Friday 1 November 2013

Fighting the resistance.

Many target species are becoming resistant to sprays
I'm sure you have heard radio reports on how a wide range of antibiotics are not working as well as they used to and have also seen exaggerated tabloid headlines stating that “giant rats resistant to all poisons are roaming our streets”  - strange how they are always giant ones isn't it?

Increasingly, resistance build up to a number of important agricultural pesticides is also causing alarm within farming circles, as Steve Foster from at Rothamsted Research points out. He's been studying the peach-potato aphid and the grain aphid - the former has now developed resistance to many insecticides including pyrethroids, carbamates and organophosphates.

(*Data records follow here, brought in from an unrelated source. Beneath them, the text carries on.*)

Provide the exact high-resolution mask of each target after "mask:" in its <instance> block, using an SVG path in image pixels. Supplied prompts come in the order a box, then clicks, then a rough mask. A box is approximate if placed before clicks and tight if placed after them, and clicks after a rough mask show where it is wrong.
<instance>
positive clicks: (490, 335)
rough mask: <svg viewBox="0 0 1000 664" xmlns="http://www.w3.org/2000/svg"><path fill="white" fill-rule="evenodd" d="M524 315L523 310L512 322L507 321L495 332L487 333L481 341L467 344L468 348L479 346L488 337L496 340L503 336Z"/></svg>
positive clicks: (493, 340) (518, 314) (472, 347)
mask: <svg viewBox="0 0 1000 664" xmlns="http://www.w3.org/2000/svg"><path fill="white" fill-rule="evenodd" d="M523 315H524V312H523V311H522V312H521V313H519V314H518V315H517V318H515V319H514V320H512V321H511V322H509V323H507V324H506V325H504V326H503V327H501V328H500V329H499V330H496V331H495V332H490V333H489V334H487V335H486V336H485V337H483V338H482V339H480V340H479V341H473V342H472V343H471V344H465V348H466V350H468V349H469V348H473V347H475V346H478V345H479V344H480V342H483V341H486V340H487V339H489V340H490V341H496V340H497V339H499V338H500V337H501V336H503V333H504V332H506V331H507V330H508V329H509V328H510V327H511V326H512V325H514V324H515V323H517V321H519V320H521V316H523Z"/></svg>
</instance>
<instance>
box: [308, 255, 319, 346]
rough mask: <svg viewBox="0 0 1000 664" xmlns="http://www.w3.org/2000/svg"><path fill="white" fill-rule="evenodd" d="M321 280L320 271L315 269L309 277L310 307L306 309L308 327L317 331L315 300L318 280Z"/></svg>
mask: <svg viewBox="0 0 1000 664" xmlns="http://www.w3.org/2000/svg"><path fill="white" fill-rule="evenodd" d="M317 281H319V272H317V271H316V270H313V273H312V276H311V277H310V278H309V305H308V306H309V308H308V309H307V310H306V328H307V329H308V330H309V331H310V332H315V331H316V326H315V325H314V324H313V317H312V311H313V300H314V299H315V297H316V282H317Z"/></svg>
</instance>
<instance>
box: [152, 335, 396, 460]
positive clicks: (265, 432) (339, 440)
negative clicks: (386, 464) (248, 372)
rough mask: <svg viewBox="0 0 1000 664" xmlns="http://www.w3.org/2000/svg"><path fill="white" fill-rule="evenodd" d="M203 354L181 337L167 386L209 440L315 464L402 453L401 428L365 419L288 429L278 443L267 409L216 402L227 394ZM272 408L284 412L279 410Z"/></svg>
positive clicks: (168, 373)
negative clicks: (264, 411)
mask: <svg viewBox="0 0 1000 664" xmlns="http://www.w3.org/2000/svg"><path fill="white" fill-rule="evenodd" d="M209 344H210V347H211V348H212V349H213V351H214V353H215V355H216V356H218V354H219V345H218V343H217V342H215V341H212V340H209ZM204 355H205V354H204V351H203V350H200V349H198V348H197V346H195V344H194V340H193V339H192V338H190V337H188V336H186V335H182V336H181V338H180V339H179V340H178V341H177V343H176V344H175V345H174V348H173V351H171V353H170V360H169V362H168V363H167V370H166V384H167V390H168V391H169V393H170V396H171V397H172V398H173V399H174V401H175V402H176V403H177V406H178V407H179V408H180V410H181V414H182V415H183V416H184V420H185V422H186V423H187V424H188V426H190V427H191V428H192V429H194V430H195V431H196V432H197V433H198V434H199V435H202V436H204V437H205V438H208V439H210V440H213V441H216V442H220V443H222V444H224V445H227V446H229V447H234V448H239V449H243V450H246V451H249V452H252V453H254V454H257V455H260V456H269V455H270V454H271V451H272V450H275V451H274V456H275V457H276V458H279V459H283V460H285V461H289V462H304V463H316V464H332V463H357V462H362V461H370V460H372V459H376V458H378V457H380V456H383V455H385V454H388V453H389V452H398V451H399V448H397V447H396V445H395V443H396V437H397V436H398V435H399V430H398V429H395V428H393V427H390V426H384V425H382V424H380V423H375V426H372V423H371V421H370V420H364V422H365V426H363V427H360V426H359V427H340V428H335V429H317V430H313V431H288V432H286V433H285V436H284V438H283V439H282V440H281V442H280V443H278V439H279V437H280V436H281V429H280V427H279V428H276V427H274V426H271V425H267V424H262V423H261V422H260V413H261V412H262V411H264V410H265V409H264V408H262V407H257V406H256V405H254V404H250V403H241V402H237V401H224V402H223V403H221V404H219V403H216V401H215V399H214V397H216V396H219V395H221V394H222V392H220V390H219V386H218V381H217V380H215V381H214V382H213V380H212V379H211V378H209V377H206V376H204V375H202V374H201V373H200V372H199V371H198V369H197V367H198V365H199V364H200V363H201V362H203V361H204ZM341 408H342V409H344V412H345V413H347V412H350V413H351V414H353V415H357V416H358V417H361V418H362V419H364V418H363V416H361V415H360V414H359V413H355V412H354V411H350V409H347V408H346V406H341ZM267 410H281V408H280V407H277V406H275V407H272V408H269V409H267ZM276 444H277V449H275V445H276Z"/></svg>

"Peach-potato aphid is the number one aphid pest in the UK and many parts of the world," he says. "Some have several types of resistance and there are cases when you just can't kill them with the compounds available," he adds.
 
It’s not just insecticides that are causing concern, with resistant blackgrass continually dominating the farming press, as its control can cost growers up to £100/ha in some cases, rendering fields unprofitable for growing a cereal crop. Resistance is also spreading across the country as highlighted by a survey that showed amongst the 20,000 farms known to use herbicides to control blackgrass, it now is estimated that 80% or more of those will have some level of resistance to at least one herbicide.
 
What is more, it’s not just grasses such as Blackgrass causing problems. Plants such as poppies, mayweed and chickweed are also posing an emerging threat, with reports of herbicide resistance in chickweed in the north of England and throughout Scotland  becoming more common.
 
Glyphosate (you may know it as Roundup or Tumbleweed) is a product that is used by just about every non organic farmer in the country and thus it would leave a particularly large hole if weeds became resistant to this particular chemical.  Paul Neve, an assistant professor at Warwick University, is working with PhD student Laura Davies to examine whether glyphosate resistance is likely to be seen in the UK. While he doesn't expect her research to uncover any resistant populations, he says it would be a "major problem" for growers if it developed.
 
"As we lose other available herbicides glyphosate becomes more and more important," he says. “Globally there are now 24 weed species with confirmed glyphosate resistance. Most are in North America and associated with GM crops. There are also some cases in Europe, but they are entirely in perennial crops such as vines, citrus and olive crops."
 
The project tested samples from 40 different blackgrass populations across affected areas of the UK. No resistance was found, and the weed was still being controlled by the field-recommended rate of glyphosate. Laura did however, find variation in sensitivity to glyphosate at lower than recommended doses, with less sensitive populations tending to be from fields with a history of more intense glyphosate use. That really does not bode well in my opinion.
 
With very little brand new chemistry coming on stream, the farming industry can ill afford to lose these important older products.  I feel that much more should be made of cultural control methods, such as better rotations, crop choice and even, in the case of aphids, beneficial predators. The use of many of these chemicals should kick in as more of a last resort.

I do however realize that this is sometimes easier said than done.